Single by Mahmood, Sfera Ebbasta and Feid

from the album Ghettolimpo
- Released: 9 July 2020
- Genre: Latin trap
- Length: 2:58
- Label: Island
- Songwriters: Alessandro Mahmoud; Gionata Boschetti; Salomón Villada Hoyos; Davide Petrella; Christian Bértolo; Dario Faini;
- Producer: Dardust

Mahmood singles chronology
| "Moonlight popolare" (2020) | "Dorado" (2020) | "Inuyasha" (2021) |

Sfera Ebbasta singles chronology
| "M' manc" (2020) | "Dorado" (2020) | "Bottiglie privè" (2020) |

Music video
- "Dorado" on YouTube

= Dorado (song) =

"Dorado" is a song recorded by Italian singer Mahmood, Italian rapper Sfera Ebbasta and Colombian singer Feid. It was released on 9 July 2020 by Island Records as the second single from Mahmood's second studio album Ghettolimpo.

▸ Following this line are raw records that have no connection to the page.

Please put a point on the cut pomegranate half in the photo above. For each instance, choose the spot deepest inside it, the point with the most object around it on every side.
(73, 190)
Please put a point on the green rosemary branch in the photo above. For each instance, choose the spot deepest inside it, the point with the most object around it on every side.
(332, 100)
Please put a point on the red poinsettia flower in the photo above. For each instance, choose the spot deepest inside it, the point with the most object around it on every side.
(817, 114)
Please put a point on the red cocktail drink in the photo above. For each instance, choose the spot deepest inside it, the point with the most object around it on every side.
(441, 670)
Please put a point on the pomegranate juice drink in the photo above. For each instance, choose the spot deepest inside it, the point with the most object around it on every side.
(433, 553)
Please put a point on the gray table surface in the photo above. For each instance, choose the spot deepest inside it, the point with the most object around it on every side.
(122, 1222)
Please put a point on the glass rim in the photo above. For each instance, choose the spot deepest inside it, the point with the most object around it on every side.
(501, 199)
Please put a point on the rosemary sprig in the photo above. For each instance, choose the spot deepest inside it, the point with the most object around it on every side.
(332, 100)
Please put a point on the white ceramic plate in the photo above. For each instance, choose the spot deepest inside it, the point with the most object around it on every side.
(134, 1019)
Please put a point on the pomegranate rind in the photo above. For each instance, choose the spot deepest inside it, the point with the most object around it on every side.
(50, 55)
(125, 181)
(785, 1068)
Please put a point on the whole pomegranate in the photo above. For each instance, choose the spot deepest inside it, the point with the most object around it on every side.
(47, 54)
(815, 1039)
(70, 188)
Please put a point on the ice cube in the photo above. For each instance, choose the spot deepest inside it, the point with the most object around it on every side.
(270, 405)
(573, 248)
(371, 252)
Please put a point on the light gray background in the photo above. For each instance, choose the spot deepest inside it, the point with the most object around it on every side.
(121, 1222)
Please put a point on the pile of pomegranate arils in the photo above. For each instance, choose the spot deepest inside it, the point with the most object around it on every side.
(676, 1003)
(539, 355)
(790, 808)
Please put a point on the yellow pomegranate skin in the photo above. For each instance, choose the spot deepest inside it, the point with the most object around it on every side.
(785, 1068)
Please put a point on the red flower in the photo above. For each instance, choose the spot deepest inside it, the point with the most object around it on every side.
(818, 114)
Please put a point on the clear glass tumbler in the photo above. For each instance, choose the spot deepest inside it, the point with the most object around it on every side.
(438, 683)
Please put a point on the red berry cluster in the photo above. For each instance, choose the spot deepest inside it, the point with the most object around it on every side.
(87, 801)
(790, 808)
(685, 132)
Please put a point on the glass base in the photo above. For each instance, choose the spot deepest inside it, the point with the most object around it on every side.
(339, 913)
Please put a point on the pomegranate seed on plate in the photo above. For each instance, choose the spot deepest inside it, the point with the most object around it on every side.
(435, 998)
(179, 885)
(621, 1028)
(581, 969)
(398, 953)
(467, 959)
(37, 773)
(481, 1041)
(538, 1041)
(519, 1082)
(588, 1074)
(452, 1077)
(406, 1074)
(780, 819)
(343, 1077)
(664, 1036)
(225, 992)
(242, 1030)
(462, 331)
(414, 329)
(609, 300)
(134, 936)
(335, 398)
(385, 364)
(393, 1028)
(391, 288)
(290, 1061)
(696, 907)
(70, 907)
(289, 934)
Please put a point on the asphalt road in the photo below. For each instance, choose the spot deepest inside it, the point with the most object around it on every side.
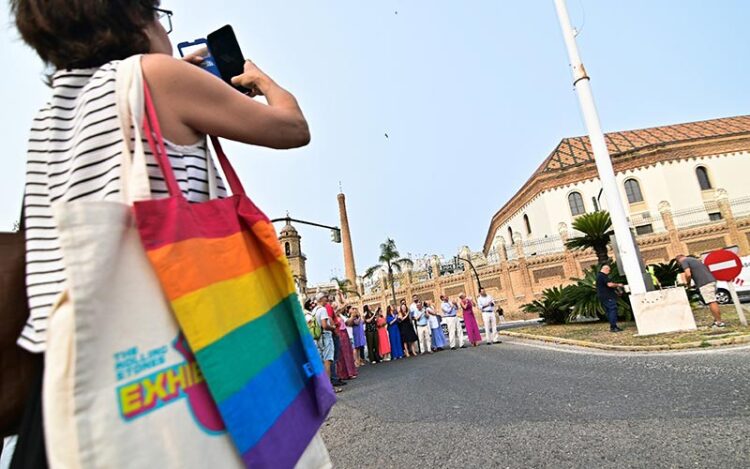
(514, 405)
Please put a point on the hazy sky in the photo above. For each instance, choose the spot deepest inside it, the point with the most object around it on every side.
(472, 94)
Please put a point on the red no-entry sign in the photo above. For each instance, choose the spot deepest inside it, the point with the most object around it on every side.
(725, 265)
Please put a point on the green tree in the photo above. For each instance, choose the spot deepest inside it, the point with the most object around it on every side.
(667, 273)
(596, 228)
(345, 286)
(390, 261)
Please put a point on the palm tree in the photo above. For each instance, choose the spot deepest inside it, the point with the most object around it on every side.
(596, 228)
(344, 286)
(390, 261)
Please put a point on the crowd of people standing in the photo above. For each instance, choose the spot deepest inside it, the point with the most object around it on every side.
(348, 338)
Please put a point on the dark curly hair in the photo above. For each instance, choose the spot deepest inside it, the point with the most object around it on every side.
(84, 33)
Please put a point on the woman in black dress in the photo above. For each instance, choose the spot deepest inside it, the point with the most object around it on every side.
(408, 334)
(371, 334)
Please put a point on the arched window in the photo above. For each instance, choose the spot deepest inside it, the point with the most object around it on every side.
(576, 204)
(633, 191)
(703, 179)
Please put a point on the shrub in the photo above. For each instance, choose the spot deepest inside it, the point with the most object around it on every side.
(582, 298)
(667, 273)
(551, 307)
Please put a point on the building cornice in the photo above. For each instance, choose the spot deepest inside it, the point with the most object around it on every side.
(643, 157)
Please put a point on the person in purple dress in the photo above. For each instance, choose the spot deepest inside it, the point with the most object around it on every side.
(358, 334)
(394, 333)
(470, 321)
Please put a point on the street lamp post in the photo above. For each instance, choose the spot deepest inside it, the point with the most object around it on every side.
(335, 230)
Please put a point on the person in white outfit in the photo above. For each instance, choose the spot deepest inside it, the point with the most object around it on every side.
(487, 305)
(450, 316)
(421, 316)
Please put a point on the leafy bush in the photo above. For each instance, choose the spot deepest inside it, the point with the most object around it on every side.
(552, 306)
(560, 305)
(667, 273)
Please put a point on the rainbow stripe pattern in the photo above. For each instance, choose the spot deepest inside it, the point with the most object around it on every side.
(222, 268)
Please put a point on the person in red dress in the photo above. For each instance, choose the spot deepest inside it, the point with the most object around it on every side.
(470, 321)
(345, 367)
(384, 344)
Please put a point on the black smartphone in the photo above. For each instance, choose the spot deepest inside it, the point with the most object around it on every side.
(227, 54)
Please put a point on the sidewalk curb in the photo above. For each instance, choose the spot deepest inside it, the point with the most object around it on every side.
(743, 339)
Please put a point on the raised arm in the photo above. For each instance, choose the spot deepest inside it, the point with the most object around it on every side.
(190, 99)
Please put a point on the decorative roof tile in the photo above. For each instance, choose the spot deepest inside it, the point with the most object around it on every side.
(574, 151)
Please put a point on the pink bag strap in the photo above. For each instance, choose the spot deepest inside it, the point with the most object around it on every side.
(156, 143)
(226, 166)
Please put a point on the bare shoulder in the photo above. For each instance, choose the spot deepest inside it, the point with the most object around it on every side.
(160, 68)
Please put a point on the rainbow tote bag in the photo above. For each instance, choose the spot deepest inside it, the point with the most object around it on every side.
(224, 273)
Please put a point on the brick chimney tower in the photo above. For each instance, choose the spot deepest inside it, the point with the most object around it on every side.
(346, 239)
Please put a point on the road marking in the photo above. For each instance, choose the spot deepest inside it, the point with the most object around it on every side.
(723, 265)
(592, 351)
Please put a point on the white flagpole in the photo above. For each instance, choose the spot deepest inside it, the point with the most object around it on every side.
(625, 241)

The song peaked at number 10 on the Italian Singles Chart and it was written by the three artists with co-writing contribution by Davide Petrella, Christian Bértolo and Dario Faini.

==Music video==
A music video to accompany the release of "Dorado" was first released onto YouTube on 16 July 2020. The music video was directed by Attilio Cusani and shot inside the Egyptian Museum in Turin.

==Personnel==
Credits adapted from Tidal.
- DRD– producer, composer
- Feid – associated performer, author, vocals
- Alessandro Mahmoud – associated performer, author, vocals
- Sfera Ebbasta – associated performer, vocals
- Christian Senra Bértolo – author
- Davide Petrella – author
- Gionata Boschetti – author

==Charts==

Chart performance of "Dorado"
| Chart (2020) | Peak position |
|---|---|
| Greece (IFPI) | 22 |
| Italy (FIMI) | 10 |
| San Marino (SMRRTV Top 50) | 15 |

==Certifications==

| Region | Certification | Certified units/sales |
| Italy (FIMI) | Platinum | 70,000^{‡} |
^{‡} Sales+streaming figures based on certification alone.